Substitute cornstarch for part of the flour. Moist steam causes the average flour-based waffle to soften as it cools. Add cornstarch to the mix, however, and you increase the waffle's ability to hold moisture. As a cornstarch-enhanced waffle cools, moisture does not escape as quickly as if it had been made with just flour, and therefore the waffle stays crisper longer.
Separate the egg and whip the white. Waffles made with whipped egg whites are not only lighter and more airy, but also taller and more tender. Plus, they brown better.
Add sugar to the egg white rather than to the other dry ingredients. Beating in sugar softens and stabilizes the egg white, making it much easier to fold into the batter and improving the batter's longevity.
Add a generous amount of vegetable oil to the batter. A thin batter generally produces a crisper waffle. So a liquid fat, such as vegetable oil, makes a crisper waffle than one with solid butter or shortening. Don't skimp on the oil: Waffles made with relatively high amounts of oil are crisper.
Use a mixture of buttermilk and milk rather than just one or the other. Buttermilk waffles are more flavorful, but the batter is thick and the waffles are less crisp. Waffles made with milk, on the other hand, are more crisp, but less flavorful. A combination offers the best of both: milk for crisp texture, buttermilk for full flavor.

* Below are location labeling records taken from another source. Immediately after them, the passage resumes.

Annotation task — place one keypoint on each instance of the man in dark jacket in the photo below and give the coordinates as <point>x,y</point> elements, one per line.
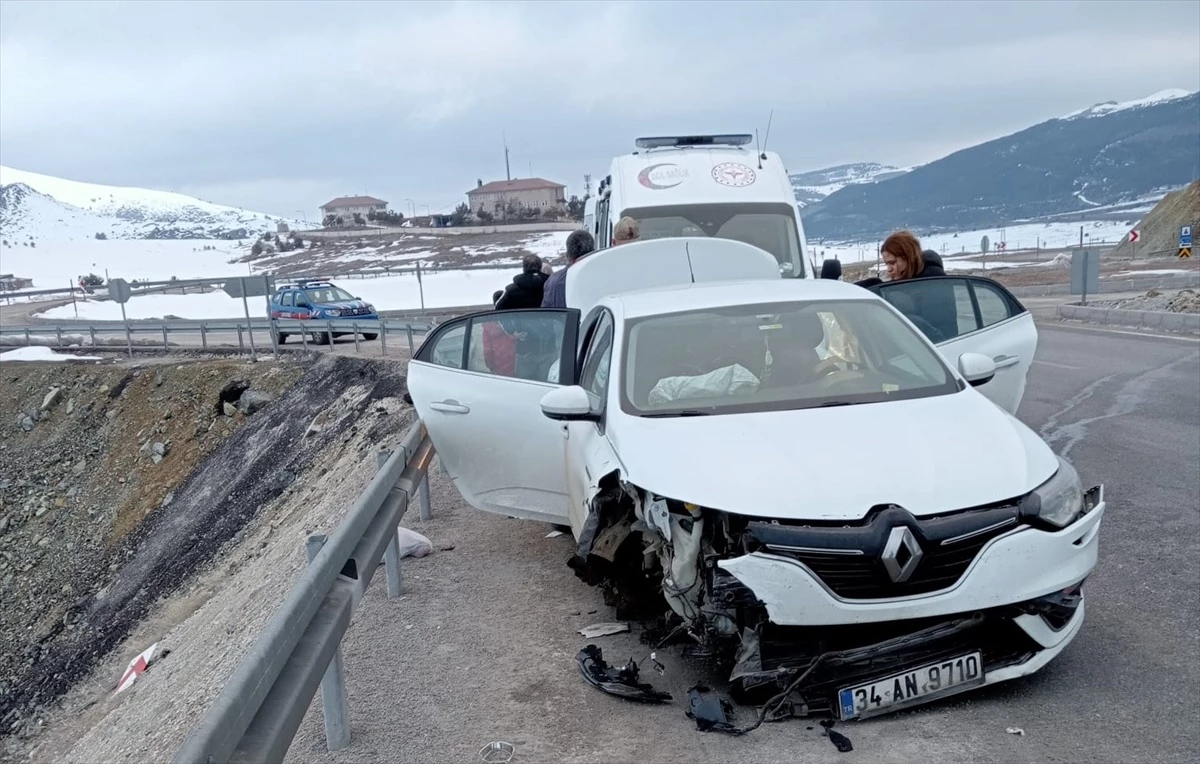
<point>579,245</point>
<point>527,288</point>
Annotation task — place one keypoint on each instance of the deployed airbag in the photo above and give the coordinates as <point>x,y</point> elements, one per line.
<point>727,380</point>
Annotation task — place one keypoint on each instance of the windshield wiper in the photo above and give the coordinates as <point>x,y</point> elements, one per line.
<point>681,413</point>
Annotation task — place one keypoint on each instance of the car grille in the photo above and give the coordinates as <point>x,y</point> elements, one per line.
<point>849,559</point>
<point>868,651</point>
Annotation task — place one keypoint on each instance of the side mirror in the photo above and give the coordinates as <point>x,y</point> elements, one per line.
<point>569,404</point>
<point>977,368</point>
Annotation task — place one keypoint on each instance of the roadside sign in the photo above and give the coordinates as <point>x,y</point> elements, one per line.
<point>246,287</point>
<point>1085,272</point>
<point>119,290</point>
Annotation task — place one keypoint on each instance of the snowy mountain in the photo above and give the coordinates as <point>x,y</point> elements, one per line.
<point>40,206</point>
<point>1105,162</point>
<point>815,185</point>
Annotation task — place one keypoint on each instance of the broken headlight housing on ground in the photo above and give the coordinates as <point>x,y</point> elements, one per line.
<point>1060,500</point>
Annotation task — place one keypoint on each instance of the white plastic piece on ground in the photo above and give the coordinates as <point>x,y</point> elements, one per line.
<point>727,380</point>
<point>37,353</point>
<point>413,543</point>
<point>137,667</point>
<point>603,630</point>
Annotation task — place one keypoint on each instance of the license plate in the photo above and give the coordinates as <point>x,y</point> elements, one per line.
<point>912,686</point>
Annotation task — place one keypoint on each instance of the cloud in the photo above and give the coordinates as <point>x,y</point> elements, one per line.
<point>285,104</point>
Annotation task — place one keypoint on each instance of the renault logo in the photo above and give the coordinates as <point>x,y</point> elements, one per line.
<point>901,553</point>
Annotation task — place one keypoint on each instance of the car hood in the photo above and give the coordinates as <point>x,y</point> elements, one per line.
<point>928,455</point>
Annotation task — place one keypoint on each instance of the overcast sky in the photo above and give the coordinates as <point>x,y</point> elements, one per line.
<point>281,106</point>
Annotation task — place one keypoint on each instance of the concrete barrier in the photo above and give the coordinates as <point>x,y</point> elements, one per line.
<point>1163,320</point>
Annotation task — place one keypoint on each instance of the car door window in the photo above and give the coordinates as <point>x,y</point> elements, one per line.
<point>994,307</point>
<point>520,344</point>
<point>941,308</point>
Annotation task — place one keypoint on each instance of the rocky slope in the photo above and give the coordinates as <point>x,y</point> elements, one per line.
<point>119,483</point>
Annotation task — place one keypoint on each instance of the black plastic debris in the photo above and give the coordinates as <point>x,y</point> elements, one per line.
<point>709,710</point>
<point>839,740</point>
<point>616,680</point>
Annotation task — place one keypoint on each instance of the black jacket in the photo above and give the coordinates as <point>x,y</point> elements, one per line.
<point>523,293</point>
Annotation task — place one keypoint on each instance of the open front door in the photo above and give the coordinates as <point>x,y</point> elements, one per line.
<point>478,383</point>
<point>971,314</point>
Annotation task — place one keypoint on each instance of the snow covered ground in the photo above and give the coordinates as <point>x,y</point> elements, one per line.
<point>53,264</point>
<point>42,354</point>
<point>1024,236</point>
<point>390,293</point>
<point>41,206</point>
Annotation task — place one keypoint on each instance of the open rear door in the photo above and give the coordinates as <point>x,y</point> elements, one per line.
<point>664,263</point>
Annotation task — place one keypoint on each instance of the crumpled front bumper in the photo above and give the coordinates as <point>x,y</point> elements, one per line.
<point>1021,565</point>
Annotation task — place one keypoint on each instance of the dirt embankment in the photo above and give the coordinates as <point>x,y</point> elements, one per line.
<point>124,483</point>
<point>1161,228</point>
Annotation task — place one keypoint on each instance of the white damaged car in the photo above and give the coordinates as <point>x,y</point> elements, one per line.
<point>823,485</point>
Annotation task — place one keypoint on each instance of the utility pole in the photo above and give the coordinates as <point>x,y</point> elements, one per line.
<point>508,173</point>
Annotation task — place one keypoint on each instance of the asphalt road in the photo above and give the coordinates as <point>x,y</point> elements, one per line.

Add a touch of vanilla extract. Vanilla extract improves the flavor so dramatically that I often eat my waffles without butter or syrup.
Set the cooked waffles on the rack of a preheated 200 degree F oven for at least 5 minutes before serving. The warm oven accomplishes two things: You can make all the waffles before serving, so everyone can eat at the same time. And the low heat beautifully reinforces the waffles' crispness. Do not stack the waffles: They'll turn moist and limp within seconds. If you forget and stack them anyway, don't worry. Just separate them and place them in a single layer again. They'll crisp right back up.